İçeri süzüldü tıpkı bir gölge gibi, salona boş boş bakındı. Brian'ın odasına çıktı, kapı eşiğinden içeri uzattı kafasını. Bebekler gibi uyuyordu. Natalie de aynı şekildeydi... Uyuduklarından emin olduktan sonra salona geri döndü. Pardesüsünden bir kaç malzeme çıkardı, usulca orta sehpahasını kenara itti. Ufak halıyı da kaldırdıktan sonra tahta zemine birşeyler çizdi. Çizerken sürekli bir kitaba bakıyordu. Hata payını sıfıra indirgemekti amacı. Çizim işi bittikten sonra bazı küçük kutular çıkardı. İçlerindeki toza benzer maddeyi çizgilere denk gelecek şekilde serpiştirdi. Yine aynı ustalıkla halıyı üzerine örttü, sehpahayı yerine çekti. Son kez salona baktı, şapkasını düzeltti ve evden ayrıldı.

Sabahın altısı... Uykular derinlere inmiş. Natalie bir inilti ile yerinden sıçradı. Kabus görmüş gibi bir hali vardı uyandığında. Hemen Brian'ın odasına koştu.

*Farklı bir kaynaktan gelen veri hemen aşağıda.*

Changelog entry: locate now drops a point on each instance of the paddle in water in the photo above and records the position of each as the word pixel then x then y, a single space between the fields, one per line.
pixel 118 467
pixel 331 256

Brian yerde kanlar içinde yatıyordu. Aniden pencereden birşeyin atladığını görür gibi oldu, bir adım geriye gitti... Brian'ın yanına doğru diz çöktü, organları dışarıya çıkmıştı, ölmek üzereydi.

-Seni iyileştirmem lazım ama bu lanet olası vampirik güçleri kullanamıyorum bile!

-S...s..ssen ne diyorsun böyle?

Brian zorlukla konuşuyordu fakat Natalie yüz ifadesinden birşeylerin ters gittiğini anlamıştı. Sanki kimliğinin farkında değil gibiydi. Midesinde yine o tuhaf bulantıyı hissetti... Yerinden aniden sıçradı...

Kireç kaplı yerde, kaskatı kesilmiş halde uyuyakalmıştı. Yere saçılmış aynanın parçaları yüzünü aydınlatıyordu. Gün ağarmıştı...

Tekrar eline aldı küçük kırmızı defteri...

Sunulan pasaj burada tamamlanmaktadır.